N.B.: Le dinamiche e le strutture sono state stimate riportando all’1/1/2003 gli immigrati stranieri regolarizzati dalla “Bossi-Fini”, scontando alla stessa data il saldo delle iscrizioni e cancellazioni anagrafiche “per altri motivi”.
Fonte: elaborazioni su dati Istat tratti da http://demo.istat.it/

Anche per la struttura della popolazione residente e per le sue variazioni più recenti è possibile separare gli effetti dovuti alla presenza e alla dinamica dei residenti stranieri da quelli relativi alla sola popolazione con cittadinanza italiana. Se, in coerenza con i limiti di età scelti sopra, si prende come indicatore sintetico di struttura la percentuale di popolazione tra i 20 ed i 59 anni (in sostanza, la popolazione in età lavorativa) sul totale, allora al 1° gennaio 2003 il 55,3% degli italiani si trovava in quella classe di età, ma, grazie alla presenza degli stranieri, la quota lievitava a 55,9% sull’insieme dei residenti.
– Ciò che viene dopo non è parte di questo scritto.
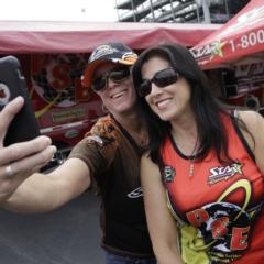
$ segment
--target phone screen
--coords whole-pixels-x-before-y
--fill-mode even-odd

Le dinamiche intervenute nel quadriennio 2003-2006 hanno poi ridotto i 20-59enni italiani al 54,6 (–0,7 punti percentuali), ma i flussi degli stranieri sono riusciti a contenere quella riduzione nella popolazione residente totale a soli –0,4 punti percentuali, da 55,9% a 55,5%.
In definitiva, a livello nazionale, la presenza regolare degli stranieri e le loro recenti immigrazioni hanno consentito che la popolazione residente in Italia: a) si mantenesse in crescita nonostante la dinamica negativa espressa dalla popolazione autoctona, principalmente a causa del suo sbilancio tra numero annuo di morti in confronto a quello delle nascite; b) limitasse il peggioramento del rapporto tra le popolazioni in età lavorativa e non lavorativa, malgrado i rapidi processi di invecchiamento della popolazione di cittadinanza italiana.

 


[1] La legge è del luglio 2002, ma i suoi effetti sulla popolazione residente si sono dispiegati negli anni successivi, in particolare nel 2003 e nel 2004. Cfr., ad esempio, Corrado Bonifazi e Massimo Livi Bacci, Una nuova legge sull’immigrazione, Neodemos, 28/03/2007.